Equity Residential is also focusing on technology and organizational capabilities to drive rent growth and improve the efficiency of its operating platform, which are expected to give Equity Residential a competitive advantage over its competitors and drive its Net Operating Income (NOI) growth in future periods.
Equity Residential noted that physical occupancy in May (preliminary data as of May 24, 2024) reached 96.5%, up from 96.3% in Q1 2024 and 95.8% in Q4 2023. The blended rate for May was 2.9%, improving from 1.6% in Q1 and 0.7% in Q4. Notably, new lease modifications were down 0.4% in May compared to a decrease of 2.2% in Q1 2024 and a decrease of 4.6% in Q4 2023.
The company has been restructuring its portfolio by selling older properties, properties in jurisdictions with challenging regulatory environments, or submarkets in which it is overly concentrated, and acquiring new properties in submarkets with more affluent renters, favorable long-term demand drivers, and manageable future supply. Such efforts should drive EQR’s long-term growth.
Equity Residential has a promising development pipeline: Over the next few years, ongoing developments are expected to provide significant net operating income (NOI) accretion once completed and stabilized, driving FFO and NAV growth.
Equity Residential has a strong balance sheet with ample liquidity and financial flexibility, which allows it to pursue growth opportunities and enjoy greater liquidity in its day-to-day operations. As of March 31, 2024, the company had approximately $2.3 billion in liquidity through cash and cash equivalents and the available borrowing capacity of its revolving credit facility. Its debt maturity schedule is appropriately stratified, with no significant debt maturities through 2025.

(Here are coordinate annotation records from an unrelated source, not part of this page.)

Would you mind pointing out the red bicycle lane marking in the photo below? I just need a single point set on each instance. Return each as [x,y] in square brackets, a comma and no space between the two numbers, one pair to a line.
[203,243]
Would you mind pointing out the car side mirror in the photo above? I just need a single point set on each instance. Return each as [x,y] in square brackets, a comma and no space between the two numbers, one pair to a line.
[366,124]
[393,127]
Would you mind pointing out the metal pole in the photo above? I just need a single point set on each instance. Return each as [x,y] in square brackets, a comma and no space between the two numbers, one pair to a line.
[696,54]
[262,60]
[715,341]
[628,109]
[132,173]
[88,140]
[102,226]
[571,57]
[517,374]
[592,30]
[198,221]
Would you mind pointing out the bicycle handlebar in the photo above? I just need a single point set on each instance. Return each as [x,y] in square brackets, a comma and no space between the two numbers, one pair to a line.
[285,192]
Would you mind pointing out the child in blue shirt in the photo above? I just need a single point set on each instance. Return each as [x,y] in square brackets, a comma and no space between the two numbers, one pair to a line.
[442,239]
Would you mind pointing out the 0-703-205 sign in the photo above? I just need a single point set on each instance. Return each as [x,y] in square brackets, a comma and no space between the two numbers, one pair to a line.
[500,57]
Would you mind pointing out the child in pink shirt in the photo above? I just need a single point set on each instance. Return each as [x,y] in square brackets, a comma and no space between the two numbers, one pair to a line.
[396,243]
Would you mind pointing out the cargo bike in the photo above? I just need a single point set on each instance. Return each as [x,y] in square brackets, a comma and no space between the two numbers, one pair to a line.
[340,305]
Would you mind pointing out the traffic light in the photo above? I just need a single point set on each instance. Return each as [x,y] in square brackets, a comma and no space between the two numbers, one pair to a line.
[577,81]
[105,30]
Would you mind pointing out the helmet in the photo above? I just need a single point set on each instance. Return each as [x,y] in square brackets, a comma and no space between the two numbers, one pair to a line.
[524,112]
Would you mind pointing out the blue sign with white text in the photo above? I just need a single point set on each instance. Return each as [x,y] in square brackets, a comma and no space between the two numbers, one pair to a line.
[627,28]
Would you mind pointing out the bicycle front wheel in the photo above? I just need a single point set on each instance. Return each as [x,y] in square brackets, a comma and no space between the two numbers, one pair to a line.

EQR ended the first quarter of 2024 with a net debt to normalized EBITDA ratio of 3.97x. Unencumbered NOI as a percentage of total NOI for the quarter was 89.6%. Additionally, its A-rated balance sheet allows the company to access the debt markets at favorable rates.
With manageable debt maturities, solid credit metrics, significant unencumbered assets and ample access to capital markets at favorable interest rates, Equity Residential appears well positioned to meet future obligations and ride its growth curve.
Solid dividend payments remain a top attraction for REIT investors, and Equity Residential remains committed to this objective. Over the past decade, the residential REIT has delivered solid dividend growth while maintaining a conservative payout ratio. According to its June investor update, the company’s dividend is expected to achieve a compound annual growth rate of 6% from 2011 to 2024.
Therefore, given the company’s solid fundamentals, projected FFO per share growth, and balance sheet strength relative to industry peers, we expect this dividend growth rate to be sustainable over the long term.
But an oversupply of apartments in some markets is acting as a deterrent to Equity Residential, as rent growth is expected to slow. High interest rates also add to the company’s concerns.
Stocks to consider
Top stocks in the REIT sector include: Invitation Home (NYSE:INVH) and Essex Property Trust Co. (NYSE:ESS). Invitation Homes and Essex Property Trust each carry a Zacks Rank #2 (Buy).
The Zacks Consensus Estimate for Invitation Home’s FFO per share for the current fiscal year has moved slightly higher over the past two months to $1.88.
The Zacks Consensus Estimate for Essex Property Trust’s 2024 FFO per share has moved slightly higher over the past month to $15.40.
Notes: All references to revenue in this article represent earnings from operations (FFO), a widely used metric to measure REIT performance.